Friday, January 11, 2008

Fewer CPA Firm Choices for Big Business Audits: Better Quality, Excessive Fees or Countervailing Power?

A GAO survey found that 82% of the larger publicly-traded companies believed that they were effectively limited to three or fewer firms and 60% thought that competition in the audit provision market was insufficient. At the same time, smaller publicly-traded firms said that they were satisfied with audit choice options and larger businesses agreed that the quality of audits had improved. Finally, some smaller (probably more like medium to medium-large) CPA firms were attempting to compete in the large client market, but big business felt that these firms lacked sufficient personnel and specialized technical knowledge to handle these audits.

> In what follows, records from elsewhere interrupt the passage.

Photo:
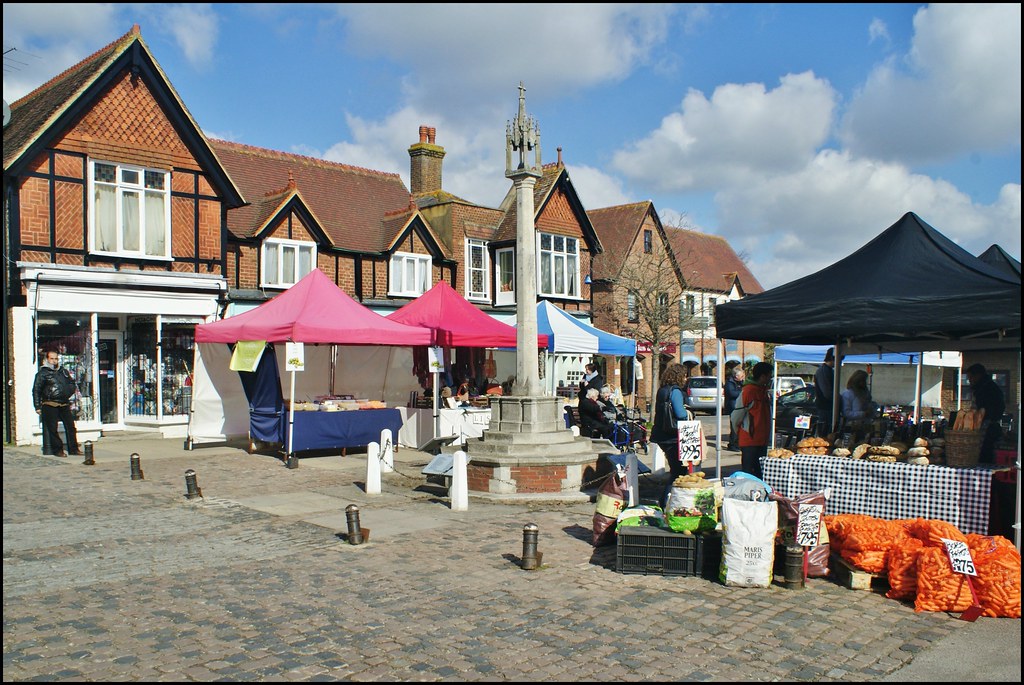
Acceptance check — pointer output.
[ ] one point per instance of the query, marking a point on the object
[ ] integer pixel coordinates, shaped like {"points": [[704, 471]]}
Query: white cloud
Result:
{"points": [[742, 130], [798, 223], [957, 91]]}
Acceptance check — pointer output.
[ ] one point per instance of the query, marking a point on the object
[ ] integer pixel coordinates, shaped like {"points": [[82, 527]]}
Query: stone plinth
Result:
{"points": [[528, 454]]}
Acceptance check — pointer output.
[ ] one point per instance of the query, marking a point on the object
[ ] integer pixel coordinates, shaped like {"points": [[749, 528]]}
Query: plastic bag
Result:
{"points": [[611, 500]]}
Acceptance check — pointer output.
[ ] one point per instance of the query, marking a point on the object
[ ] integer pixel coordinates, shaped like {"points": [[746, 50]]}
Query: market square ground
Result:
{"points": [[108, 579]]}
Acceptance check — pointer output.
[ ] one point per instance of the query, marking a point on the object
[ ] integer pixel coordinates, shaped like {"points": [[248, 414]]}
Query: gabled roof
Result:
{"points": [[617, 227], [709, 262], [553, 177], [349, 203], [53, 106]]}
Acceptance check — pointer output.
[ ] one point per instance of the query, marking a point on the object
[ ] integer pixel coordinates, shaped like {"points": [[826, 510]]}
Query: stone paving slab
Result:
{"points": [[110, 580]]}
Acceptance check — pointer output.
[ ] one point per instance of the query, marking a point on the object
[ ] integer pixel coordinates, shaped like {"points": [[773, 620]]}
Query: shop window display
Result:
{"points": [[71, 336]]}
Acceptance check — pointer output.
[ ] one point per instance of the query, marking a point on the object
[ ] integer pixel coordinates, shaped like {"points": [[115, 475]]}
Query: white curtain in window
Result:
{"points": [[270, 264], [156, 227], [129, 221], [105, 218]]}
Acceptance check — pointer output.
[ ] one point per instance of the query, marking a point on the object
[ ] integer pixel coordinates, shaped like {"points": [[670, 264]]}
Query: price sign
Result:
{"points": [[960, 557], [809, 524]]}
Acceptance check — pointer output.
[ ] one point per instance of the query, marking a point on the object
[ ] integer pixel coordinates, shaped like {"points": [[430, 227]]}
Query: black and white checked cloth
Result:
{"points": [[888, 490]]}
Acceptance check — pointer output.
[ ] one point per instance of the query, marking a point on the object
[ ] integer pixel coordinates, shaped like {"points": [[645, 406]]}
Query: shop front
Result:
{"points": [[127, 338]]}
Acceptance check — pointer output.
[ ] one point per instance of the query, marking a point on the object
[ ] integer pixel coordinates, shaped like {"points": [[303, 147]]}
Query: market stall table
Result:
{"points": [[960, 496], [327, 430]]}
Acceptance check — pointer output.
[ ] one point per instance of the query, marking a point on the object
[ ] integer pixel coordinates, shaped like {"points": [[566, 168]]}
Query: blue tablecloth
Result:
{"points": [[888, 490], [326, 430]]}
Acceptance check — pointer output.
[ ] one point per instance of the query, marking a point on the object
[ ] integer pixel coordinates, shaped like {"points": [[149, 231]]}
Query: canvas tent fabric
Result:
{"points": [[909, 285], [313, 310], [998, 258], [457, 323], [567, 335]]}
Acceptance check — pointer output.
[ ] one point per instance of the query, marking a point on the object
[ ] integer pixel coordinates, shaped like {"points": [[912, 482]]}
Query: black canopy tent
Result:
{"points": [[910, 289]]}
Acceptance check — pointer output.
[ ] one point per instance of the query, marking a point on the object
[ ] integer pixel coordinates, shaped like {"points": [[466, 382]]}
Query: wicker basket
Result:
{"points": [[963, 446]]}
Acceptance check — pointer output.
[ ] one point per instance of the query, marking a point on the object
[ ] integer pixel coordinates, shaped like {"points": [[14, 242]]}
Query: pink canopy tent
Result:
{"points": [[456, 323], [313, 310]]}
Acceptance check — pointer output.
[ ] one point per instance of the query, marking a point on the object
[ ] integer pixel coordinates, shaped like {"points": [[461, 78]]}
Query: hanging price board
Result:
{"points": [[960, 557], [809, 524]]}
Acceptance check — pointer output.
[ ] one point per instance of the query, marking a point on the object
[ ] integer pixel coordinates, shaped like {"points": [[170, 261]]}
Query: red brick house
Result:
{"points": [[115, 217]]}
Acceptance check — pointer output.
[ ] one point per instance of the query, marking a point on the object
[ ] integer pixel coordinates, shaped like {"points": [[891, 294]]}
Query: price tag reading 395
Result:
{"points": [[809, 524], [960, 557]]}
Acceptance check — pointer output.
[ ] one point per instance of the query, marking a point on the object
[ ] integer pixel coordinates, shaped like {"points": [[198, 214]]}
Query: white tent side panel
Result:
{"points": [[219, 409]]}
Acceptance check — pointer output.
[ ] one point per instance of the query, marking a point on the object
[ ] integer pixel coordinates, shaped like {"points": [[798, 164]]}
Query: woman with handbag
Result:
{"points": [[670, 407]]}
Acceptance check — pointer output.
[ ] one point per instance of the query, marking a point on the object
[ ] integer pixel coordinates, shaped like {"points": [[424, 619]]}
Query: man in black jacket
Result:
{"points": [[51, 395]]}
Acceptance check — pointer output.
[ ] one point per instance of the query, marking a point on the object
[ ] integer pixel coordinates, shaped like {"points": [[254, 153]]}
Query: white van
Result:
{"points": [[783, 384]]}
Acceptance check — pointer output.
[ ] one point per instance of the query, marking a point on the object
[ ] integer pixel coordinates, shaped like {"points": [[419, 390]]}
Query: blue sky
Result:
{"points": [[798, 132]]}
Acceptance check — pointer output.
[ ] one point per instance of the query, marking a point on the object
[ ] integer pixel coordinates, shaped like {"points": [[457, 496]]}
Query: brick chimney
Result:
{"points": [[425, 163]]}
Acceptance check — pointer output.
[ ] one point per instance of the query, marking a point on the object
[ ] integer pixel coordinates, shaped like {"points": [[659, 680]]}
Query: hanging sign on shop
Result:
{"points": [[294, 356]]}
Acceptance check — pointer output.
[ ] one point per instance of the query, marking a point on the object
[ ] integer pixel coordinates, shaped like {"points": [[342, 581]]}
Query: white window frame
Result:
{"points": [[476, 245], [280, 245], [123, 189], [504, 297], [558, 262], [396, 282]]}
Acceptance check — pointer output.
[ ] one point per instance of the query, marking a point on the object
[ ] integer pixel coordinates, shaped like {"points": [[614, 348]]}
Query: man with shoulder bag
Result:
{"points": [[52, 393]]}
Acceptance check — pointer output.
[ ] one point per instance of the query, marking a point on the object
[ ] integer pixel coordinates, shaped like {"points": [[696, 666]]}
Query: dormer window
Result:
{"points": [[285, 262], [410, 274], [130, 213]]}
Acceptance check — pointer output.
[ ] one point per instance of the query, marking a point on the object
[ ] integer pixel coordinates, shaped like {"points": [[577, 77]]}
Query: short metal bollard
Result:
{"points": [[354, 530], [530, 557], [136, 468], [192, 487], [794, 578]]}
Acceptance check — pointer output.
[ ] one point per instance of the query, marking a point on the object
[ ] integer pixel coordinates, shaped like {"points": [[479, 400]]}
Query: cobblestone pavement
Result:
{"points": [[108, 579]]}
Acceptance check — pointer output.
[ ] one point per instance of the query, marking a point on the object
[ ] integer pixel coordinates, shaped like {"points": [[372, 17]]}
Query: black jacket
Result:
{"points": [[52, 385]]}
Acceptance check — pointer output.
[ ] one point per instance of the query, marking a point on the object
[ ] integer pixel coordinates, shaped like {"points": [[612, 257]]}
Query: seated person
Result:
{"points": [[466, 389], [593, 423]]}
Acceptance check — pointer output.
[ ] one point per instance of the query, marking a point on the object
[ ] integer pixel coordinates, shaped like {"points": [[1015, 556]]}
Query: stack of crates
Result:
{"points": [[653, 551]]}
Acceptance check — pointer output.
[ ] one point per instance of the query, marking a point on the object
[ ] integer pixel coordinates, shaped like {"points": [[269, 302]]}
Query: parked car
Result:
{"points": [[783, 384], [704, 394], [792, 404]]}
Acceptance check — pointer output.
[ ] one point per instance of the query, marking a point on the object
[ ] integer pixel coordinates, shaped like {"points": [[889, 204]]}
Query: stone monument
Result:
{"points": [[527, 452]]}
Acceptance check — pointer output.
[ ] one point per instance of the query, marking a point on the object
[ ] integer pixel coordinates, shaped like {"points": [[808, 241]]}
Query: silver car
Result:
{"points": [[704, 394]]}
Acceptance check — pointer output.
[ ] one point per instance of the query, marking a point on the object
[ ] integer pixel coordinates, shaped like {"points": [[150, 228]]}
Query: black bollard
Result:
{"points": [[530, 557], [354, 531], [136, 468], [794, 578], [192, 488]]}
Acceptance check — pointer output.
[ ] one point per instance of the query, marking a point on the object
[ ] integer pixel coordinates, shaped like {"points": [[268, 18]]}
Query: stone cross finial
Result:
{"points": [[522, 135]]}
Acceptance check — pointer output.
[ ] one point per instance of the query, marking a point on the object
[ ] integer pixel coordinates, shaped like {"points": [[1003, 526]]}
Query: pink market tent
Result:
{"points": [[313, 310], [456, 322]]}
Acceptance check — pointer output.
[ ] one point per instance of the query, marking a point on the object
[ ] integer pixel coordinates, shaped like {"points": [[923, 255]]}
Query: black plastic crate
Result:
{"points": [[654, 551]]}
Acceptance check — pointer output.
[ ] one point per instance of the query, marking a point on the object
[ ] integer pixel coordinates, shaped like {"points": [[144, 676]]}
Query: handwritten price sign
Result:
{"points": [[960, 557], [809, 524]]}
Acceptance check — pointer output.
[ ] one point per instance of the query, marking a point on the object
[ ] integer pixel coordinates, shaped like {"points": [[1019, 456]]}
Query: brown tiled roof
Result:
{"points": [[32, 115], [709, 262], [617, 227], [350, 202]]}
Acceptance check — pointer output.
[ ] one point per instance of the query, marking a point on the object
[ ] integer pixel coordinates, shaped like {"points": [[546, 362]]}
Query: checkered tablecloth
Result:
{"points": [[888, 490]]}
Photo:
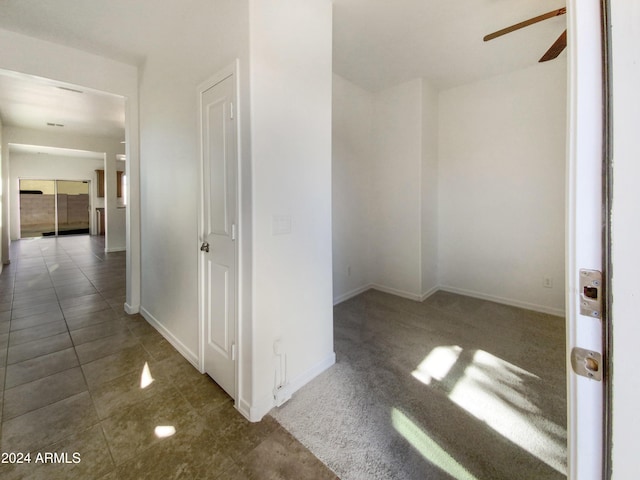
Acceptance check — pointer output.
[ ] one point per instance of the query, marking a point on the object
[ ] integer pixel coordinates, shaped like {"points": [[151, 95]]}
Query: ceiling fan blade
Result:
{"points": [[526, 23], [556, 49]]}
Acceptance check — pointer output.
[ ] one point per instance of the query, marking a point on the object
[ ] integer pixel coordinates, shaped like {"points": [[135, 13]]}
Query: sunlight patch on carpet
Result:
{"points": [[428, 447], [437, 364], [496, 393]]}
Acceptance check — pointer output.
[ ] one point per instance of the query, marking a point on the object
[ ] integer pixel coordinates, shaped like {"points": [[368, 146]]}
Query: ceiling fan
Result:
{"points": [[558, 46]]}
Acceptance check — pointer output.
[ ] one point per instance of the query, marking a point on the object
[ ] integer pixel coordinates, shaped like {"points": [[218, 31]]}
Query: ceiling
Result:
{"points": [[380, 43], [377, 44], [41, 104]]}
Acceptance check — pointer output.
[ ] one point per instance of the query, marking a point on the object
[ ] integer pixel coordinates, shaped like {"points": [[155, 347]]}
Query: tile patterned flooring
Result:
{"points": [[71, 367]]}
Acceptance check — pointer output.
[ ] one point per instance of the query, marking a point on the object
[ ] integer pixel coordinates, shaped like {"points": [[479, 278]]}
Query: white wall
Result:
{"points": [[351, 185], [385, 184], [396, 189], [209, 36], [291, 159], [111, 147], [46, 167], [625, 18], [3, 203], [429, 190], [501, 184]]}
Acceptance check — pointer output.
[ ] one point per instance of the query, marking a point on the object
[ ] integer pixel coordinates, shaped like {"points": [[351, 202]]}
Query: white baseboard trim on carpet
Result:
{"points": [[131, 309], [396, 292], [171, 338], [357, 291], [505, 301], [353, 293], [245, 410], [286, 391]]}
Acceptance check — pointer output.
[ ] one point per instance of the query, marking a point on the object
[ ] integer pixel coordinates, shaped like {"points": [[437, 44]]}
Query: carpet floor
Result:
{"points": [[450, 388]]}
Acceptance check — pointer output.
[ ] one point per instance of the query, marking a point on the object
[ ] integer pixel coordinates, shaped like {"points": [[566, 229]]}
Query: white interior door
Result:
{"points": [[584, 239], [218, 231]]}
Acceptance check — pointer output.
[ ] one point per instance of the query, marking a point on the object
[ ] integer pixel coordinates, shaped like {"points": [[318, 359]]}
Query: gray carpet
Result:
{"points": [[451, 388]]}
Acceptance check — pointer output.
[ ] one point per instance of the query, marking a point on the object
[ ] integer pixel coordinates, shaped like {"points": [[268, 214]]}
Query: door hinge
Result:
{"points": [[586, 363], [590, 293]]}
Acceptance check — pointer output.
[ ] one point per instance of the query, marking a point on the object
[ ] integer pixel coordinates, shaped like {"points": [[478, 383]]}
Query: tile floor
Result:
{"points": [[79, 376]]}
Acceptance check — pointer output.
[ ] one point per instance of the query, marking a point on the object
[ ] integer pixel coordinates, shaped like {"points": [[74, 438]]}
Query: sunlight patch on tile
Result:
{"points": [[437, 364], [428, 447], [164, 431], [145, 378]]}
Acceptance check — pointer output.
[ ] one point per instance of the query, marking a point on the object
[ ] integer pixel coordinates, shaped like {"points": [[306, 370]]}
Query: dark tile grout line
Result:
{"points": [[112, 308], [14, 275]]}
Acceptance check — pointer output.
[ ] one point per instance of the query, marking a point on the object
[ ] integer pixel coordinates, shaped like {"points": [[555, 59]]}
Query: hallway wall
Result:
{"points": [[34, 166], [31, 56], [464, 188]]}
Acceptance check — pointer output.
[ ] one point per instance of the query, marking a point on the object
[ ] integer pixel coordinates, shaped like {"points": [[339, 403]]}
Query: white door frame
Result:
{"points": [[229, 70], [586, 242]]}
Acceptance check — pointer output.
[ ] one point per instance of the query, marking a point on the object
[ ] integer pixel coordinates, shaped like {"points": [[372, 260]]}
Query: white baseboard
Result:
{"points": [[245, 409], [172, 339], [505, 301], [428, 293], [285, 393], [131, 309], [261, 408], [268, 402], [469, 293], [357, 291], [353, 293]]}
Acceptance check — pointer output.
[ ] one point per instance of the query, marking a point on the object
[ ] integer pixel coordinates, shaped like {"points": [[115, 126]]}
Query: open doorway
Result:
{"points": [[54, 207]]}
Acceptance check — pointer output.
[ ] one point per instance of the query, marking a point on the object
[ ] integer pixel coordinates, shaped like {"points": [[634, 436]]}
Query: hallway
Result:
{"points": [[105, 391]]}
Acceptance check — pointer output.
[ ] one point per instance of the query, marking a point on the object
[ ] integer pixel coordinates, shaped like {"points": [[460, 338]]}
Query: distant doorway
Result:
{"points": [[54, 207]]}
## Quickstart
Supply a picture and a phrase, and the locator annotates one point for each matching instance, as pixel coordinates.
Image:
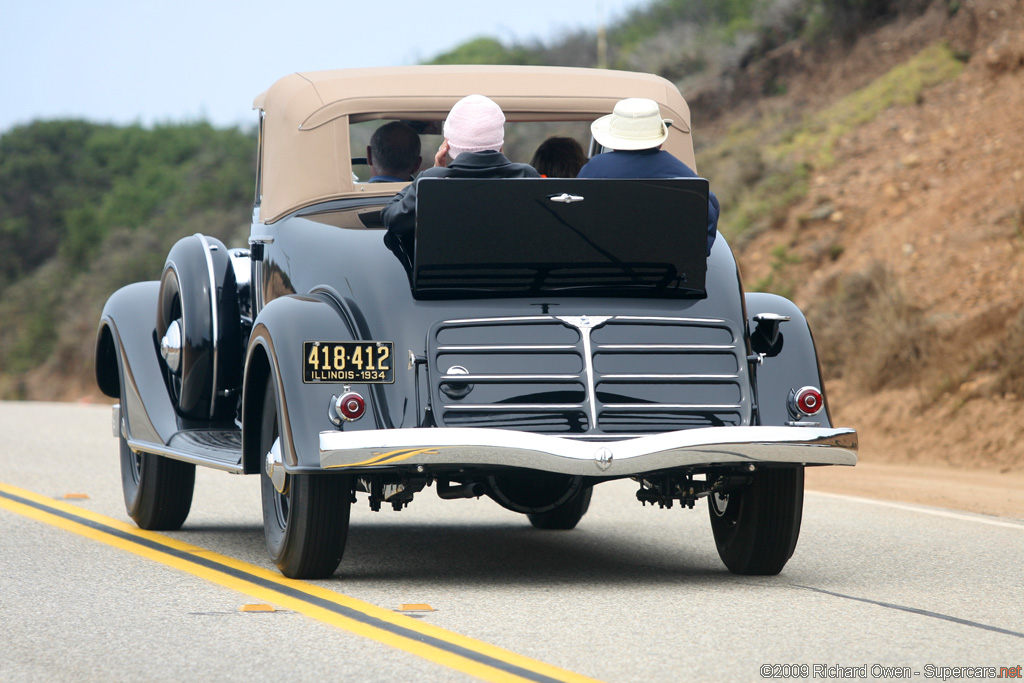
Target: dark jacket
(648, 164)
(399, 215)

At least three points of view are possible in looking at the audit provision market for large businesses: [1] use of the big CPA firm is necessary to achieve a "good" enough audit in today's regulatory climate, [2] oligopolistic tendencies by the "Big Three" or "Big Four" are leading to excessive audit fees and "overauditing" as a safeguard against legal liability, [3] as the largest businesses grew, CPA firms became more concentrated as a means of being able to match the "market power" of the Exxons, Walmarts, etc. of business. This last explanation is somewhat like John Kenneth Galbreith's explanation for the growth of the federal government and labor unions not long after the "trusts" of the late 18th century. The points of view are not necessarily mutually exclusive; one could accept more than one of the three premises above.